Entre las alternativas propuestas, se habla también de ping-pong, bádminton (¿¿¿en un patio escolar???) y colpbol. Reconozco que he tenido que buscar qué era esto del colpbol. Leo con estupor que es “un deporte de equipo que supere las limitaciones educativas de los deportes tradicionales”, “que fomente la máxima participación posible de todos los jugadores”, “que reduzca al mínimo las diferencias individuales”, en definitiva, “un deporte que evita el incremento de las desigualdades”, que “se convierte en un agente socializador con una gran carga de beneficios socioafectivos asociados”.

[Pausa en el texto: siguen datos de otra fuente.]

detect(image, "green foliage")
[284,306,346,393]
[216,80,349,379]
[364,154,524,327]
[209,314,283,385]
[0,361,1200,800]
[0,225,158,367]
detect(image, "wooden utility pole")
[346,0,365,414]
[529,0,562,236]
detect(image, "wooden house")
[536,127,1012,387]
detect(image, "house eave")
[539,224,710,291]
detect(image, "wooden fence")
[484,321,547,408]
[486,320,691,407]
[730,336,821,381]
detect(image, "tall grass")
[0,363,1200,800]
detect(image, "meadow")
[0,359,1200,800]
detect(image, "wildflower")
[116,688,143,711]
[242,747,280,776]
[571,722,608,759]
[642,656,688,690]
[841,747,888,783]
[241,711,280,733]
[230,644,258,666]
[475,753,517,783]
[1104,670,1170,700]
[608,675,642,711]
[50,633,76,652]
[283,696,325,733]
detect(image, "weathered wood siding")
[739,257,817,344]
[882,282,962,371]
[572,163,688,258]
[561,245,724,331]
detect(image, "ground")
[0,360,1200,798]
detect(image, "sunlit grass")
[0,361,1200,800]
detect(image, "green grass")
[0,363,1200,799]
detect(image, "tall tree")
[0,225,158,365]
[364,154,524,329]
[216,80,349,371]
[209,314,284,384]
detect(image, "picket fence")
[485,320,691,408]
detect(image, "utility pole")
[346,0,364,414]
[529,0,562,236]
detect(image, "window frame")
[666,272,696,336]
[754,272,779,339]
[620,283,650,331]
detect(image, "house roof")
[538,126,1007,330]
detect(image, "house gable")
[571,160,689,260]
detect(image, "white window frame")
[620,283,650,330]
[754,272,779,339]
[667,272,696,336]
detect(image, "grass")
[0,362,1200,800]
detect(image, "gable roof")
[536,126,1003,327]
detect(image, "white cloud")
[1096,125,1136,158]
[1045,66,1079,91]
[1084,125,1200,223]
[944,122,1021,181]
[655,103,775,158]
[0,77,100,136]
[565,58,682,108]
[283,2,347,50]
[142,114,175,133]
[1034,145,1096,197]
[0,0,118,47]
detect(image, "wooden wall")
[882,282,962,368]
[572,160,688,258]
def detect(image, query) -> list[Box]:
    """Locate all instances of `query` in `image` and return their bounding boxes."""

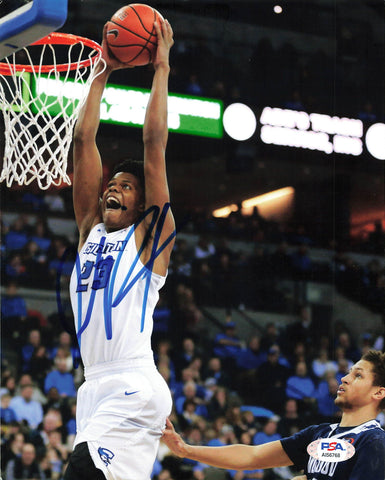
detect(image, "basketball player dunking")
[163,350,385,480]
[64,20,175,480]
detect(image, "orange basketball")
[107,3,163,66]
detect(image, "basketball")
[107,3,163,66]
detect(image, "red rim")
[0,32,102,75]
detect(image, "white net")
[0,34,104,190]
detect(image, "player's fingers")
[164,19,174,36]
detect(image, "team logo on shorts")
[307,438,355,462]
[98,447,115,467]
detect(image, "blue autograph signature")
[56,203,176,366]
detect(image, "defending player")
[163,350,385,480]
[64,20,175,480]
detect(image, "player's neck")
[340,405,378,427]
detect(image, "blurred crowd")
[0,199,384,480]
[0,296,385,480]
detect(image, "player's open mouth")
[106,197,121,210]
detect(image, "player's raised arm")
[162,420,293,470]
[73,25,127,247]
[143,20,175,275]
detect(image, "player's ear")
[374,387,385,402]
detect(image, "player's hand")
[162,419,186,457]
[153,20,174,70]
[102,22,134,71]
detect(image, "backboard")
[0,0,68,60]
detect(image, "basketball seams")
[127,5,156,35]
[107,4,158,66]
[109,20,156,47]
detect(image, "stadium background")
[0,0,385,480]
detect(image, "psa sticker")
[307,438,355,462]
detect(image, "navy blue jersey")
[281,420,385,480]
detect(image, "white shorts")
[74,359,172,480]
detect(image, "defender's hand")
[162,419,186,457]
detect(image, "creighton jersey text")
[281,420,385,480]
[70,223,165,367]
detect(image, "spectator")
[237,335,267,370]
[28,345,52,388]
[16,373,47,405]
[175,380,207,417]
[1,280,27,341]
[1,393,17,425]
[277,398,302,437]
[205,357,230,387]
[44,190,65,213]
[44,355,76,397]
[0,373,16,397]
[311,348,336,379]
[228,432,264,480]
[6,443,45,480]
[213,322,244,368]
[51,332,80,372]
[22,240,48,288]
[1,432,25,472]
[336,331,361,363]
[10,385,43,428]
[31,408,65,456]
[253,415,281,445]
[261,322,279,352]
[5,250,27,283]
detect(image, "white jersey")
[70,223,165,369]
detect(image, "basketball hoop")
[0,32,105,190]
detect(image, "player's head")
[362,350,385,409]
[111,158,144,195]
[101,159,145,231]
[335,350,385,411]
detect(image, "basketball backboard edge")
[0,0,68,60]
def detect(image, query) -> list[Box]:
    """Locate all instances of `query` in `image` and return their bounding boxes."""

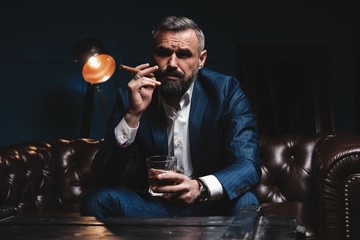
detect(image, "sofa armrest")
[313,133,360,239]
[0,141,55,212]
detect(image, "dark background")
[0,0,359,146]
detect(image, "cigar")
[120,64,154,77]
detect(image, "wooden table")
[0,209,299,240]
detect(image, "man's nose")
[169,53,177,68]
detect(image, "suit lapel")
[189,79,208,169]
[144,91,168,154]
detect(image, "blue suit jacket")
[92,68,261,199]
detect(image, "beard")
[156,69,199,97]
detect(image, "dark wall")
[0,0,354,146]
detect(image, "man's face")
[152,29,207,96]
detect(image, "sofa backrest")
[256,134,325,203]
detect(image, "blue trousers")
[81,187,259,218]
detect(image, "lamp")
[73,38,115,137]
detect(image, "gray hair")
[152,16,205,53]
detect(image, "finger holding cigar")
[120,64,154,77]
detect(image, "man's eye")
[176,52,192,58]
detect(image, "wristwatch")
[196,178,210,202]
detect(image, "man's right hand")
[124,63,161,127]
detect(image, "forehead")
[154,29,199,49]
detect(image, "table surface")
[0,209,304,240]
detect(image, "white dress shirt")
[114,83,223,200]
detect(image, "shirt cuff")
[114,118,139,147]
[200,175,224,201]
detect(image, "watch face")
[199,180,210,202]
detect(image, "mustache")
[156,70,184,79]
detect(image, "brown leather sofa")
[0,133,360,240]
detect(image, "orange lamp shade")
[74,38,116,84]
[82,54,116,84]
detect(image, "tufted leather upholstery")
[0,134,360,239]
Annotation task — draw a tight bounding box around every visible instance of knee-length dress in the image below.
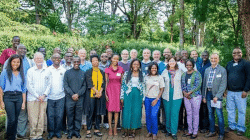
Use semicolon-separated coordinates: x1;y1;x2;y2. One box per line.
105;66;124;112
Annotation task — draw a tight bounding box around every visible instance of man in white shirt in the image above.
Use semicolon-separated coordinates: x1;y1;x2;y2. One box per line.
47;53;66;139
27;52;51;140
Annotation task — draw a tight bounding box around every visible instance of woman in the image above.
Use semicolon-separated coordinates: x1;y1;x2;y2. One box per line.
84;54;106;138
105;55;124;136
162;57;183;140
181;60;202;139
121;59;144;138
0;54;26;140
144;62;165;140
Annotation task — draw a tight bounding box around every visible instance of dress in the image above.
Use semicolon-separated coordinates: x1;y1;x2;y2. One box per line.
105;66;124;112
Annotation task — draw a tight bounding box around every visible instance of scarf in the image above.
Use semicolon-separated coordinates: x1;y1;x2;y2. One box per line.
90;68;103;98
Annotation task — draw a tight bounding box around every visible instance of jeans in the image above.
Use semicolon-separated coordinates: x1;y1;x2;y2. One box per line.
144;97;161;135
227;91;247;132
47;97;65;135
3;93;23;140
206;91;224;136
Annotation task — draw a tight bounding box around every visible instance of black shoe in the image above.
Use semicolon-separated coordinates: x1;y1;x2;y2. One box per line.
218;136;224;140
205;132;216;138
225;127;234;133
236;131;244;136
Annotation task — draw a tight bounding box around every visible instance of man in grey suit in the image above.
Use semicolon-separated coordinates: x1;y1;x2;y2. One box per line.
202;53;227;140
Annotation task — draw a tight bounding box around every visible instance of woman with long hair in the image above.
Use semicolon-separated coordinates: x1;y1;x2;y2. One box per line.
162;57;183;140
121;59;144;138
0;54;26;140
105;54;124;136
144;62;165;140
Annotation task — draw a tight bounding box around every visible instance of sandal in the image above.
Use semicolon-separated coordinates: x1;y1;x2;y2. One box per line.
86;133;92;138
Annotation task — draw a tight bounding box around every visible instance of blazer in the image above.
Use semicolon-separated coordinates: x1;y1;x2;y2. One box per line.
202;64;227;100
161;69;183;101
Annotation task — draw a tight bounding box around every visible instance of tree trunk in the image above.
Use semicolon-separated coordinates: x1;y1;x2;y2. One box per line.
238;0;250;60
180;0;185;49
35;0;41;24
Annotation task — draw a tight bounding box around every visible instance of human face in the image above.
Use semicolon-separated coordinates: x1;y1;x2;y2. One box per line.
168;58;176;68
201;52;208;62
11;58;20;71
142;50;151;60
211;54;219;66
39;48;46;57
12;37;20;49
17;45;27;57
233;49;242;61
52;53;61;66
111;55;119;66
186;61;194;71
65;53;73;63
34;55;44;67
132;61;140;71
130;51;137;59
153;51;161;62
101;53;108;63
91;57;99;67
73;57;80;70
190;51;198;60
151;65;157;75
121;51;129;60
78;50;86;60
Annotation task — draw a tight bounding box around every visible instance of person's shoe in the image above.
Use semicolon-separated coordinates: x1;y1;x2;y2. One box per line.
236;131;244;136
225;127;234;133
205;132;216;138
172;135;177;140
218;136;224;140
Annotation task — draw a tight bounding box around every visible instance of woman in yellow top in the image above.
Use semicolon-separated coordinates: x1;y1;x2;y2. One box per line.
84;55;106;138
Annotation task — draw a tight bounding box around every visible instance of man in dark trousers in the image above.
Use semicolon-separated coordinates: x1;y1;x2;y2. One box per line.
63;56;86;139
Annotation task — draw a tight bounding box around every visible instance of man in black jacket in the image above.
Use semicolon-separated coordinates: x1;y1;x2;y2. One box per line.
63;56;86;139
226;48;250;136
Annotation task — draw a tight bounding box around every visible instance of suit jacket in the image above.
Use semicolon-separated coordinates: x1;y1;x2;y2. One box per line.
202;64;227;100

Anonadado me quedo. Toda mi puñetera vida jugando al fútbol o al baloncesto, tratando de mejorar mis habilidades individuales por el bien del equipo y resulta que lo que tenía que hacer era reprimirlas, pasarle la pelota y la responsabilidad a otro. Empiezo a pensar si todo esto no consistía en una guerra contra el fútbol, sino en algo mucho más cercano al adoctrinamiento.
Hace un par de años leí algunos artículos sobre el fútbol infantil, de chavales menores de ocho años, en el que colectivos de padres pedían que se suprimieran los marcadores porque los niños encajaban mal las derrotas. En algún foro leí a otros que proponían que los goles se celebraran conjuntamente por ambos equipos, el que había marcado y el que recibía el gol, porque los niños tenían que entender el componente lúdico del juego y celebrar cuando se alcanzaba el éxito, el gol, aunque fuera en tu propia portería. Pocas veces he leído una gilipollez tan gorda. Por supuesto que los que perdíamos nos íbamos a casa cabreados, llorando, escocidos, incómodos, rabiosos, de todo, pero aquello era un acicate más para mejorar, para progresar y hacerlo mejor en el siguiente partido. Y si exagero un poco, pero creo que no demasiado, parece que ahora hay que hacerlo todo tan plano y tan sencillo que el verdadero objetivo no es otro que coartar la decisión individual de destacar, de mejorar. De tomar la iniciativa.
Dejadme el fútbol tranquilo, coño. Y los patios repletos de futbolistas en potencia (de ambos sexos, claro).